Not all of Firwood is within the city of Lake Oswego
To the Editor:
This letter is in response to Alan Elstad's Dec. 20 letter, 'Firwood seems to be neglected in the city.'
Firwood Road is approximately 2,400 feet in length. The easterly 700 feet lies within the city of Lake Oswego and the remainder in unincorporated Clackamas County. The city is responsible for maintaining those streets within its boundaries.
A recently annexed portion of Firwood Road near Waluga will soon be resurfaced following the installation of water and sewer lines to serve new development. Once this installation is complete, this section will be returned to a drivable condition.
The city strives to maintain its roads in good condition. One of the issues affecting the drivability of many unincorporated roads, such as Firwood, is large areas of standing water. As with many old roads, portions of Firwood were constructed with no gravel base and no drainage. Standing water can significantly undermine the road surface.
As new development occurs, drainage will be required, which should improve the driving surface.
City of Lake Oswego - Public Affairs
Assessed value is the key, not the real estate prices
To the Editor:
This letter is in response to a letter to the editor that appeared in the Jan. 3 issue of the Lake Oswego Review by Gordon Umaki.

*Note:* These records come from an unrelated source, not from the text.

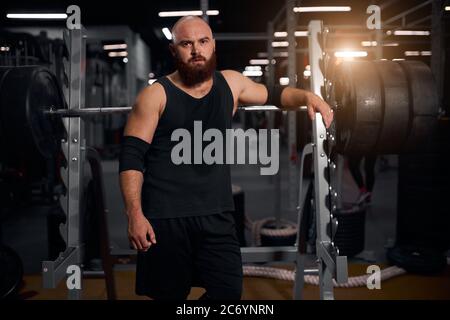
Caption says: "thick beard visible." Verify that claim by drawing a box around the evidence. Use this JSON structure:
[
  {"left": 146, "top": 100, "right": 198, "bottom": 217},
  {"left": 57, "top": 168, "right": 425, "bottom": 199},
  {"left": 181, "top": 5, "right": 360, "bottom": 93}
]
[{"left": 174, "top": 52, "right": 216, "bottom": 87}]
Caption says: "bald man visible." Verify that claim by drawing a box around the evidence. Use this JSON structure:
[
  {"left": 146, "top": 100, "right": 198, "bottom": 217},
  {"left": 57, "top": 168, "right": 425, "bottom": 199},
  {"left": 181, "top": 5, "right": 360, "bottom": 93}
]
[{"left": 119, "top": 16, "right": 333, "bottom": 300}]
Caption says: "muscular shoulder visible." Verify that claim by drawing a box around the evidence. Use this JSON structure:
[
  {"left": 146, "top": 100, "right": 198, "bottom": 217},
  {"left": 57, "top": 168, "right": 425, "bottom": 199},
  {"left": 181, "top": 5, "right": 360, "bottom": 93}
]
[
  {"left": 133, "top": 82, "right": 166, "bottom": 117},
  {"left": 220, "top": 70, "right": 245, "bottom": 86}
]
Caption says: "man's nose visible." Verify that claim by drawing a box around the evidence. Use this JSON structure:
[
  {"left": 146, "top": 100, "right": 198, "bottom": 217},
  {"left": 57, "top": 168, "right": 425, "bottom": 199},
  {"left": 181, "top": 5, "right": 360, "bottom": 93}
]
[{"left": 191, "top": 43, "right": 198, "bottom": 56}]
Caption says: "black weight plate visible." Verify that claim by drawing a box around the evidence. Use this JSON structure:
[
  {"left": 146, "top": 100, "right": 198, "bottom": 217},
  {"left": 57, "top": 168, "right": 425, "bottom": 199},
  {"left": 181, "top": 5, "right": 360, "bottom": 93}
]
[
  {"left": 0, "top": 66, "right": 64, "bottom": 159},
  {"left": 373, "top": 60, "right": 412, "bottom": 154},
  {"left": 398, "top": 61, "right": 439, "bottom": 152},
  {"left": 333, "top": 61, "right": 382, "bottom": 154}
]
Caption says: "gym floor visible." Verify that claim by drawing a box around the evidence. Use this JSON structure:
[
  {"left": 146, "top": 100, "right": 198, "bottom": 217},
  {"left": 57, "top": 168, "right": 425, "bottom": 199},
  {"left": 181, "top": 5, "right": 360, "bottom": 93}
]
[{"left": 3, "top": 132, "right": 450, "bottom": 300}]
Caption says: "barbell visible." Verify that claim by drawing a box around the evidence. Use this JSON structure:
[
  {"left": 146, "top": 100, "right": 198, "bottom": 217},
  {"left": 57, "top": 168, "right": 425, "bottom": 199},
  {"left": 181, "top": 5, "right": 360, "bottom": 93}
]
[{"left": 0, "top": 60, "right": 439, "bottom": 159}]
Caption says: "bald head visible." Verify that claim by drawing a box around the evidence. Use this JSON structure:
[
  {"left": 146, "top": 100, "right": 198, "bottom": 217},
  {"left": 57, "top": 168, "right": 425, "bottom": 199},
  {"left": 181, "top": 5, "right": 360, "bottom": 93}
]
[{"left": 172, "top": 16, "right": 213, "bottom": 43}]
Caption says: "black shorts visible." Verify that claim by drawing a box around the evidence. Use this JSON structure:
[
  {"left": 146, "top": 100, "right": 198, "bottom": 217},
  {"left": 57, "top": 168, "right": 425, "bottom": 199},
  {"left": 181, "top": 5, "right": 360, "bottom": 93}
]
[{"left": 136, "top": 212, "right": 242, "bottom": 300}]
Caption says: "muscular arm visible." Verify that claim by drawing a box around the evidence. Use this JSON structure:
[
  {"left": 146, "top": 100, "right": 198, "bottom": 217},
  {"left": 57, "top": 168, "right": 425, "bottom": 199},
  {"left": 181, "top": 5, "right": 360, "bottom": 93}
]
[
  {"left": 119, "top": 83, "right": 166, "bottom": 250},
  {"left": 223, "top": 70, "right": 333, "bottom": 127}
]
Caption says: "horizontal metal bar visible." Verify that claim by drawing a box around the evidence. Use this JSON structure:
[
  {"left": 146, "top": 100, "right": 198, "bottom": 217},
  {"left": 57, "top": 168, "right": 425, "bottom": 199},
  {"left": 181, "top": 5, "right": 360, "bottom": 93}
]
[
  {"left": 241, "top": 246, "right": 298, "bottom": 263},
  {"left": 44, "top": 105, "right": 307, "bottom": 118},
  {"left": 214, "top": 32, "right": 269, "bottom": 41},
  {"left": 42, "top": 247, "right": 80, "bottom": 289}
]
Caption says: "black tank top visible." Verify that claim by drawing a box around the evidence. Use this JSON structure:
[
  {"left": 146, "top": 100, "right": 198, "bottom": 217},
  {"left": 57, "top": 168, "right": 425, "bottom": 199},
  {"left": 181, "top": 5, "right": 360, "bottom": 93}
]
[{"left": 142, "top": 71, "right": 234, "bottom": 218}]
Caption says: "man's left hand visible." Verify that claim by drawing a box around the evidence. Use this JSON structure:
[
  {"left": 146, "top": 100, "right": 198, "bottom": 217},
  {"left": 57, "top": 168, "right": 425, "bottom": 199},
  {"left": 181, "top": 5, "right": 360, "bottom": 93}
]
[{"left": 306, "top": 92, "right": 333, "bottom": 128}]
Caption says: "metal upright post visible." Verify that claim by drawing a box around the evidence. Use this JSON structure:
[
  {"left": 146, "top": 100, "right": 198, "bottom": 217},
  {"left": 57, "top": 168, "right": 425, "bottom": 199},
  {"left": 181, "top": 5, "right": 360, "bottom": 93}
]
[
  {"left": 431, "top": 0, "right": 445, "bottom": 110},
  {"left": 42, "top": 28, "right": 86, "bottom": 299},
  {"left": 67, "top": 29, "right": 86, "bottom": 299},
  {"left": 200, "top": 0, "right": 209, "bottom": 23},
  {"left": 286, "top": 0, "right": 298, "bottom": 218},
  {"left": 308, "top": 21, "right": 348, "bottom": 300}
]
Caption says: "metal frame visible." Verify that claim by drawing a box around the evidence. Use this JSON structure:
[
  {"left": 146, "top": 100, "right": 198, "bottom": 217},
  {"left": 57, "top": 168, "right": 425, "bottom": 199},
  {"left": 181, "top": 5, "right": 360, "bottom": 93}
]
[
  {"left": 42, "top": 28, "right": 86, "bottom": 299},
  {"left": 308, "top": 21, "right": 348, "bottom": 300},
  {"left": 42, "top": 16, "right": 347, "bottom": 299}
]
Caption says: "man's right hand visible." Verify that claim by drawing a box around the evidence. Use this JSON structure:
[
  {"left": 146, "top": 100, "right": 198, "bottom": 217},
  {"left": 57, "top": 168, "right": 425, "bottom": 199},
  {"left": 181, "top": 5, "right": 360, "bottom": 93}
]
[{"left": 128, "top": 214, "right": 156, "bottom": 251}]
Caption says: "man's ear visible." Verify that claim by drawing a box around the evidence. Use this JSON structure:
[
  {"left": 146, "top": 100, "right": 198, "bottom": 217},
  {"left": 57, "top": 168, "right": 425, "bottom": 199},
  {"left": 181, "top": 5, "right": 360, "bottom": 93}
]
[{"left": 169, "top": 43, "right": 176, "bottom": 56}]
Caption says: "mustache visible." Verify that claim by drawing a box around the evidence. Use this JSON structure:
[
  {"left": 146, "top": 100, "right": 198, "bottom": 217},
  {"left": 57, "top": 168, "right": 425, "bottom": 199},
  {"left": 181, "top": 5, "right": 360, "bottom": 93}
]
[{"left": 189, "top": 56, "right": 206, "bottom": 62}]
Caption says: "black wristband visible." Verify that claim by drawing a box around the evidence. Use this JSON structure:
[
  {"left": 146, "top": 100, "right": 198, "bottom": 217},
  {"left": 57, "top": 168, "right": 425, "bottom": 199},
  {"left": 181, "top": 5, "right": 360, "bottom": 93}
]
[
  {"left": 119, "top": 136, "right": 150, "bottom": 173},
  {"left": 266, "top": 84, "right": 285, "bottom": 107}
]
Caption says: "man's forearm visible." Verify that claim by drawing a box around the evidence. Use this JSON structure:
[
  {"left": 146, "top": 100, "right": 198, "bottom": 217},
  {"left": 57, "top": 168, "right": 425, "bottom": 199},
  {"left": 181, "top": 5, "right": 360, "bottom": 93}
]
[{"left": 119, "top": 170, "right": 143, "bottom": 218}]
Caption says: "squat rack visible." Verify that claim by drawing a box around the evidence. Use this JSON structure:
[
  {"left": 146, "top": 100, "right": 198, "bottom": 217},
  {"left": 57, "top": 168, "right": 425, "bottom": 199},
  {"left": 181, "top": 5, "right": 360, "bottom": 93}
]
[{"left": 42, "top": 13, "right": 347, "bottom": 299}]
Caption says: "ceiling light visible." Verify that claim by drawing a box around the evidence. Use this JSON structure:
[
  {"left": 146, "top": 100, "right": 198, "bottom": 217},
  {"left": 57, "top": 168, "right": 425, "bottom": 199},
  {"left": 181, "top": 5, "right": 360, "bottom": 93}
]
[
  {"left": 6, "top": 13, "right": 67, "bottom": 20},
  {"left": 158, "top": 10, "right": 219, "bottom": 18},
  {"left": 294, "top": 6, "right": 352, "bottom": 12},
  {"left": 103, "top": 43, "right": 127, "bottom": 50},
  {"left": 162, "top": 28, "right": 172, "bottom": 40}
]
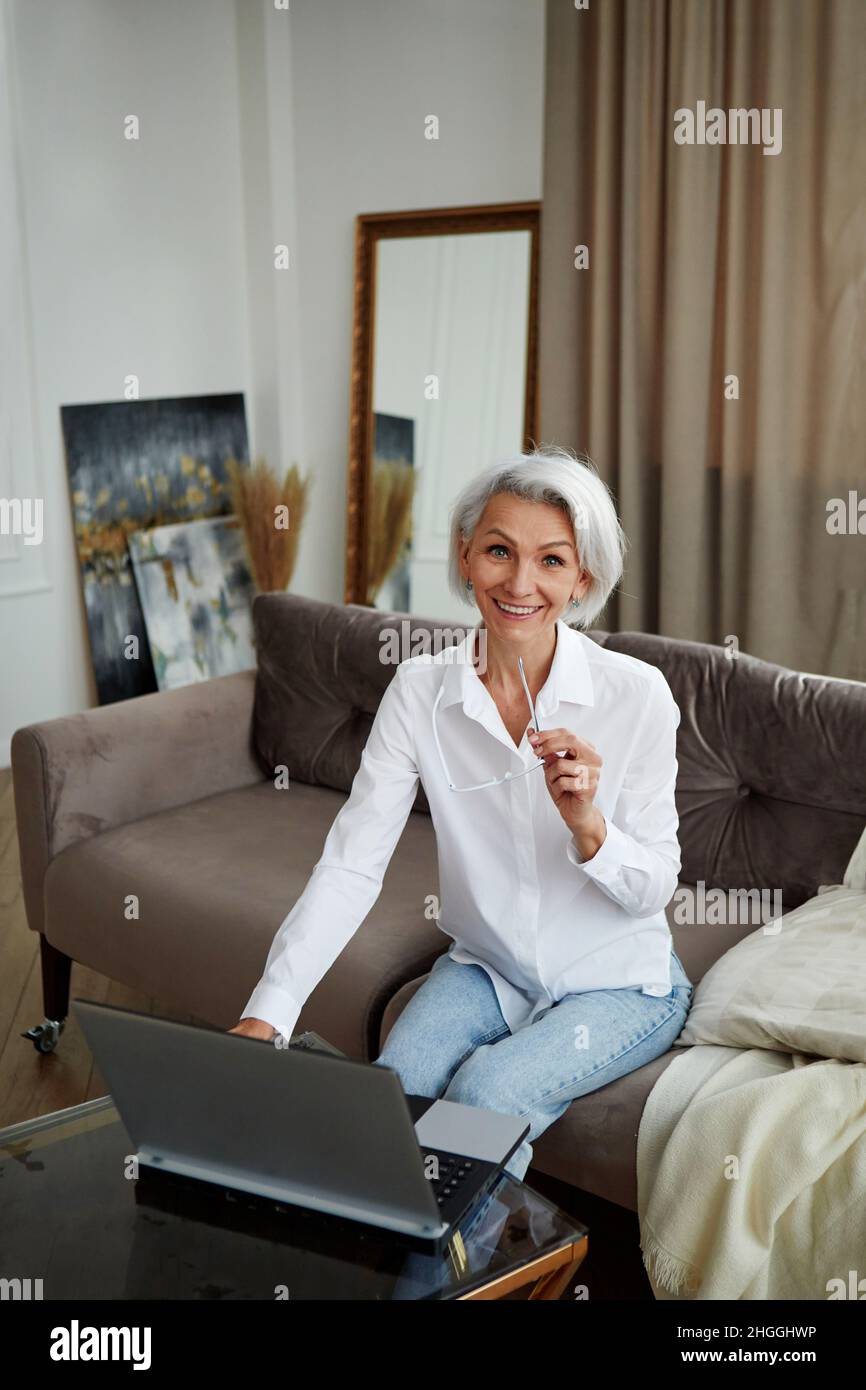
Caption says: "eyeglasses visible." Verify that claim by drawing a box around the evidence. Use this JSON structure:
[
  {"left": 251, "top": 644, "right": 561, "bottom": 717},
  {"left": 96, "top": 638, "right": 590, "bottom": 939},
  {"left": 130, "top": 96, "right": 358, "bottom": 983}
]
[{"left": 432, "top": 656, "right": 544, "bottom": 791}]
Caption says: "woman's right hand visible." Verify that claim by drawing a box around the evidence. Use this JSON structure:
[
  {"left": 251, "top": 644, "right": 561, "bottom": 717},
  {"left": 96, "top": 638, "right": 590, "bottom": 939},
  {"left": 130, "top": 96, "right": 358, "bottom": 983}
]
[{"left": 228, "top": 1019, "right": 277, "bottom": 1043}]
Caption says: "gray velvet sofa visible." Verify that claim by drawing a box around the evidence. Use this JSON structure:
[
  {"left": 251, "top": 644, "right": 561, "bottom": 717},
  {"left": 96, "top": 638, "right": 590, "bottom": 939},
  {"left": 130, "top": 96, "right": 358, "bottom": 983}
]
[{"left": 13, "top": 595, "right": 866, "bottom": 1209}]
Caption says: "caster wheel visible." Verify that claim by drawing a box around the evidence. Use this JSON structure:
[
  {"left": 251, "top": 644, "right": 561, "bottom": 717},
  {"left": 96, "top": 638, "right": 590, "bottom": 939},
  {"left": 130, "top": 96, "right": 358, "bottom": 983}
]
[{"left": 21, "top": 1019, "right": 65, "bottom": 1052}]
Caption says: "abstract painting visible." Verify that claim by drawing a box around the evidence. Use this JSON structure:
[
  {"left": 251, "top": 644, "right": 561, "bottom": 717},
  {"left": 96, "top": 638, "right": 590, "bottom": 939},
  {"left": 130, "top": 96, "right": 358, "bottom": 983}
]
[
  {"left": 60, "top": 393, "right": 249, "bottom": 705},
  {"left": 129, "top": 517, "right": 256, "bottom": 691}
]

Mr. Umaki stated that due to recent reports by Moody's and Bank of America forecasting a 15 percent decline in real estate prices, that the 'property tax revenues to the city will also decline, causing budget cutbacks.'
This is not necessarily true in Oregon. In this state, property tax revenues are not based upon real estate prices but are based on the assessed value of real property. Currently, residential assessed values are roughly 58 percent of Clackamas County's reported average real market values, and roughly 50 percent of Realtors' average sales prices reported in the Lake Oswego area. In order for Mr. Umaki's statement to be true, real estate prices would have to decline by more than 50 percent before property tax revenues would be affected.
In some states, such as California, property taxes are based on property sales values. After each sale, property taxes are adjusted to reflect the price someone was willing to pay for the property. To say that this is true for Oregon does not accurately reflect the current tax system.
City of Lake Oswego
'Celebrate - remember - fight back'
To the Editor:
Four years ago my family left Long Island, N.Y., for the move out west to Lake Oswego. Many mixed feelings were flowing through us. Leaving the comfort and safety of our family and friends was not easy.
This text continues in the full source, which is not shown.